Probability data for edge failures:

{
  "edge_id": {
    "1": {"p": 0.95},
    "0": {"p": 0.05}
  }
}

Data Quality Guidelines

  • Coordinates: Use consistent units (e.g., kilometers) and coordinate system

  • Node IDs: Use descriptive, unique identifiers

  • Edge IDs: Use descriptive, unique identifiers

  • Attributes: Include relevant metadata (capacity, type, etc.)

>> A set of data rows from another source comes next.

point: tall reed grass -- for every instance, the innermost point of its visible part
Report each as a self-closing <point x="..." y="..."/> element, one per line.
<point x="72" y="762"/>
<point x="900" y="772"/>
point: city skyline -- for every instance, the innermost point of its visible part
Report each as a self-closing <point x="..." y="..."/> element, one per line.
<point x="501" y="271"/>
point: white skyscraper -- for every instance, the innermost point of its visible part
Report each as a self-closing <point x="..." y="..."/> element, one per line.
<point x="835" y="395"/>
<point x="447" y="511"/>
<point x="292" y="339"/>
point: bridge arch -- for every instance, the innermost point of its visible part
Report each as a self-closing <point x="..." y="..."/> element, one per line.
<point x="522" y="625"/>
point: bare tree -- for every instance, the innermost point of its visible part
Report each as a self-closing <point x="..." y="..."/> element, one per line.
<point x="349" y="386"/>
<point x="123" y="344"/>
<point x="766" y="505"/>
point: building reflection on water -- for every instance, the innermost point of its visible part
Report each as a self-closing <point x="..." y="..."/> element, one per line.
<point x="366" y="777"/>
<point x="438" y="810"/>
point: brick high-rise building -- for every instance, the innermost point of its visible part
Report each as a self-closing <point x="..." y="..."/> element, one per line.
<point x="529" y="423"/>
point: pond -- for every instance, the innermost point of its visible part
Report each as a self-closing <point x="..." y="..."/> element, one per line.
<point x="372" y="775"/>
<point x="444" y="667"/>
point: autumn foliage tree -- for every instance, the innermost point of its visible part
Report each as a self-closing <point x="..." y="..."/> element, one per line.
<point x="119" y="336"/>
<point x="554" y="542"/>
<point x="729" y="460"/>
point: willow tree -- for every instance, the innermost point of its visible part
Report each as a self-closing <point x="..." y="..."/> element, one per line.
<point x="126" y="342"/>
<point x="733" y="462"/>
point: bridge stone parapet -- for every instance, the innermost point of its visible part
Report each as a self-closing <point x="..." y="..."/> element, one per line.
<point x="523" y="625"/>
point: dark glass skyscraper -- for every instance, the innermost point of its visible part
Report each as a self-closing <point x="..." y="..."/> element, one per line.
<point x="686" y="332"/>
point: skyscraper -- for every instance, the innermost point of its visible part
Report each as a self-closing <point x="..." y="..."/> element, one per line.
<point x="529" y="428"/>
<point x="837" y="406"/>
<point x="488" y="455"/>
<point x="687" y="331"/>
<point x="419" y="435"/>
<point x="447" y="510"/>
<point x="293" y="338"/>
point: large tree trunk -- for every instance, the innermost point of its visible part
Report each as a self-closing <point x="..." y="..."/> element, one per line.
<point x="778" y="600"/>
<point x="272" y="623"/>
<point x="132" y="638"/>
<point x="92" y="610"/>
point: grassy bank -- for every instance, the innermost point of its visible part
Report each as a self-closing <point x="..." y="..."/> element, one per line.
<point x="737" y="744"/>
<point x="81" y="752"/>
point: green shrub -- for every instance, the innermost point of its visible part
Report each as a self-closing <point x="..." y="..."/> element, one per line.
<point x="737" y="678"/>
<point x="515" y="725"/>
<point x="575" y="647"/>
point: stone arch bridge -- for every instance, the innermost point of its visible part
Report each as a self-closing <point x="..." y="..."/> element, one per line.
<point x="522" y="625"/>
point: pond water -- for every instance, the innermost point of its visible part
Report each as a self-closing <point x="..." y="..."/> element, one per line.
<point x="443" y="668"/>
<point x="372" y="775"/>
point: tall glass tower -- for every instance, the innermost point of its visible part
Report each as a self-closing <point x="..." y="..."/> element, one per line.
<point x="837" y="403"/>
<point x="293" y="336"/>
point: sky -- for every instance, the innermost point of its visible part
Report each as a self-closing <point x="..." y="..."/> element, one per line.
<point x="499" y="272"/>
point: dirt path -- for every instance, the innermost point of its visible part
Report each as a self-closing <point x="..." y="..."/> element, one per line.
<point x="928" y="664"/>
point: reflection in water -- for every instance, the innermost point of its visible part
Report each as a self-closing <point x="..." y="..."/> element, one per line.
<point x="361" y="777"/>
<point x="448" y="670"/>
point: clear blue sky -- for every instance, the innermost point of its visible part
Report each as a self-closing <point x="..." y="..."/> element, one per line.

  • Probabilities: Ensure probabilities sum to 1.0 for each edge

  • Validation: All data must pass schema validation

Dataset Documentation

Create comprehensive documentation for your dataset:

README.md

Include: * Dataset overview and purpose * Data source and methodology * Network statistics (nodes, edges, connectivity) * Usage examples * Citation information

PROVENANCE.md

Include: * Original data source * Processing steps and transformations * Assumptions and limitations * Data quality notes

CHANGELOG.md

Track changes and updates to the dataset.

Validation

Before submitting, validate your dataset:

# Validate all datasets
python data_validate.py --root .

# Validate specific dataset
python data_validate.py --root . --dataset your-dataset-name

Update Registry

Add your dataset to the registry.json file:

[
  {
    "name": "your-dataset-name",
    "version": "1.0.0",
    "path": "your-dataset-name/v1",
    "summary": "Brief description of your dataset",
    "license": "CC-BY-4.0"
  }
]

Code Contributions

Code Style

  • Follow PEP 8 style guidelines

  • Use type hints for function parameters and return values

  • Write docstrings for all public functions

  • Use meaningful variable and function names

Testing

  • Write tests for new functionality

  • Ensure all existing tests pass

  • Aim for good test coverage

# Run tests
pytest tests/

# Run with coverage
pytest --cov=ndtools tests/

Documentation

  • Update docstrings for modified functions

  • Add examples to the documentation

  • Update the API reference if needed

Pull Request Process

  1. Create a feature branch:

    git checkout -b feature/your-feature-name
    
  2. Make your changes and commit them:

    git add .
    git commit -m "Add your dataset: brief description"
    
  3. Push to your fork:

    git push origin feature/your-feature-name
    
  4. Create a pull request on GitHub with: * Clear description of changes * Reference to any related issues * Screenshots for UI changes * Test results

Pull Request Guidelines

  • Keep PRs focused on a single feature or dataset

  • Write clear, descriptive commit messages

  • Respond to review feedback promptly

  • Update documentation as needed

  • Ensure all tests pass

Review Process

All contributions are reviewed by maintainers:

  • Code quality: Style, functionality, tests

  • Data quality: Validation, documentation, format compliance

  • Documentation: Clarity, completeness, accuracy

  • Testing: Coverage, correctness

Reviewers may request changes before merging.

License

By contributing to this project, you agree that your contributions will be licensed under the same licenses as the project:

  • Code: MIT License

  • Data: CC-BY-4.0 License

This means your contributions can be used by others under these terms.

Getting Help

If you need help with contributing:

  • Open an issue on GitHub for questions

  • Check existing issues for similar questions

  • Read the documentation thoroughly

  • Ask in discussions for general questions

Recognition

Contributors will be recognized in:

  • The project’s README.md file

  • Release notes for significant contributions

  • The project’s documentation

Thank you for contributing to the Network Datasets project!